3. A meu ver, tanto a proibição quanto a autorização do abortamento são constitucionais. Se de fato se assumir que o feto nos primeiros meses de formação é dotado de vida (do que discordo) e se de fato se assumir que o abortamento é uma violação do direito à vida do feto, então a questão não é concluir diretamente, sem maior discussão, que tal violação é inconstitucional, visto que há no ordenamento jurídico outras violações ao direito à vida que nem por isso são inconstitucionais. A questão é discutir sobre se, no caso dos pais que decidem pelo abortamento, tal suposta violação do direito à vida seria suficientemente justificada.

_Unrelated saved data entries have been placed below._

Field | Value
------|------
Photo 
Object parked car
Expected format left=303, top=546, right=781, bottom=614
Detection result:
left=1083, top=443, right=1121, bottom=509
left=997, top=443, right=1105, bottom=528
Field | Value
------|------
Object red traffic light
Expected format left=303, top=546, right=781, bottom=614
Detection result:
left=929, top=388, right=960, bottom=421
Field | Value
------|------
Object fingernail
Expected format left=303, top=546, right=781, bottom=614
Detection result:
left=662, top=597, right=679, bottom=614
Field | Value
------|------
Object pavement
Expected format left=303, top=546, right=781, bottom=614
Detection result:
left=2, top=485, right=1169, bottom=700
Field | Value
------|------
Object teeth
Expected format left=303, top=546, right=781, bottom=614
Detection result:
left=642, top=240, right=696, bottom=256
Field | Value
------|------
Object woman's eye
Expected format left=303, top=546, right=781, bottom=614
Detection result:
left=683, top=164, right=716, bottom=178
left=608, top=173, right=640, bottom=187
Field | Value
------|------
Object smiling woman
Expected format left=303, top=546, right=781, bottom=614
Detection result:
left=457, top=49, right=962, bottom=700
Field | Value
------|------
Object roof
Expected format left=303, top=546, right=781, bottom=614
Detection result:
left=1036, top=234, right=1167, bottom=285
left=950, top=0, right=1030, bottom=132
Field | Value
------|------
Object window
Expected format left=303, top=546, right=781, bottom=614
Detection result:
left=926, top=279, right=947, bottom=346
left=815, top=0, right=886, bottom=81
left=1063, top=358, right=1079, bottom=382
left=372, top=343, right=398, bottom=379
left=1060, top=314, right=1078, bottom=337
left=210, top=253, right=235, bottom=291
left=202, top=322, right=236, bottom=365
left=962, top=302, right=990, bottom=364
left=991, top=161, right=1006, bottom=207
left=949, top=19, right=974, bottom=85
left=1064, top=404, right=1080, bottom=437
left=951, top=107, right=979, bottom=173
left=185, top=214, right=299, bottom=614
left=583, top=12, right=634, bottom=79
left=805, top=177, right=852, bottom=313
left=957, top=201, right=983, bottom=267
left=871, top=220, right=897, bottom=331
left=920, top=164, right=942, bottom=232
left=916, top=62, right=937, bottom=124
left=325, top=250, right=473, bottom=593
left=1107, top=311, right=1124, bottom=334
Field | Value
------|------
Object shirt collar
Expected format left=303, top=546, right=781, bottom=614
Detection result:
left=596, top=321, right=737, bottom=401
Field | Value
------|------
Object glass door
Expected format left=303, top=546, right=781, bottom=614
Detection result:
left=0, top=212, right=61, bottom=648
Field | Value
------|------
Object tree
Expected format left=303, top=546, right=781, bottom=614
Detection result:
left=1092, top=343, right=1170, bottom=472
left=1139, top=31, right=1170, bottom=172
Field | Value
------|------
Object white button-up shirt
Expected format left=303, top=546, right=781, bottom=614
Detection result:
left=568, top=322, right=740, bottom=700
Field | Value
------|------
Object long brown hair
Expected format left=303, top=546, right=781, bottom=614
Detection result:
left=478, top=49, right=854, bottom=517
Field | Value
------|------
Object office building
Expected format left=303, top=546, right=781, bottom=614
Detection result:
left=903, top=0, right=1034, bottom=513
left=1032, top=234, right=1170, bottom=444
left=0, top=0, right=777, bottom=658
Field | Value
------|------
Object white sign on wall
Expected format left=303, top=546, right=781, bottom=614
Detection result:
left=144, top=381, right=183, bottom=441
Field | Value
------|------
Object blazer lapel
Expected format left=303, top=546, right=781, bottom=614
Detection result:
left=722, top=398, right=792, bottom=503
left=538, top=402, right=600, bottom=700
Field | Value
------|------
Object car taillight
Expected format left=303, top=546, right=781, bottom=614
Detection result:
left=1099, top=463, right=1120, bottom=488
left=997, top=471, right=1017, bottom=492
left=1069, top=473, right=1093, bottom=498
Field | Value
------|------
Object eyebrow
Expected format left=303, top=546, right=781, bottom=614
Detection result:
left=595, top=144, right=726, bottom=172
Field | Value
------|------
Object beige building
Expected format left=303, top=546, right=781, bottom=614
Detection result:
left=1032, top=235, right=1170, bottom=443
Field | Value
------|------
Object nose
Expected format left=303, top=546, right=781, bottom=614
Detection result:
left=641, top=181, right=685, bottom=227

Como disse, sou favorável à descriminalização, mas não sou desses que acham que todo argumento contrário ao abortamento é apenas um monte de preconceitos religiosos de pessoas cujas idéias seguem presas a um passado medieval. Pelo contrário, acho muitos argumentos contra o aborto bastante bem estruturados e aceitáveis, embora, no fim das contas, prefira os argumentos do lado oposto. Gostaria de ver uma discussão eclarecida sobre isso, um debate nacional em que a própria sociedade pudesse rever suas posições habituais e se perguntar que tipo de tratamento devemos dar à questão à luz das nossas melhores crenças morais. Se, após um longo debate, meu lado saísse perdedor, ok, fazer o quê?, democracia é assim mesmo. Mas o que me angustia é que esse debate seja simplesmente bloqueado antes de ocorrer, que sofra esse constante "abortamento" sob argumentos que são para lá de discutíveis. Por isso quis expressar minha posição a respeito.

Abraços!

Yúdice Andrade disse...

André, teu texto merece destaque maior. Virou postagem.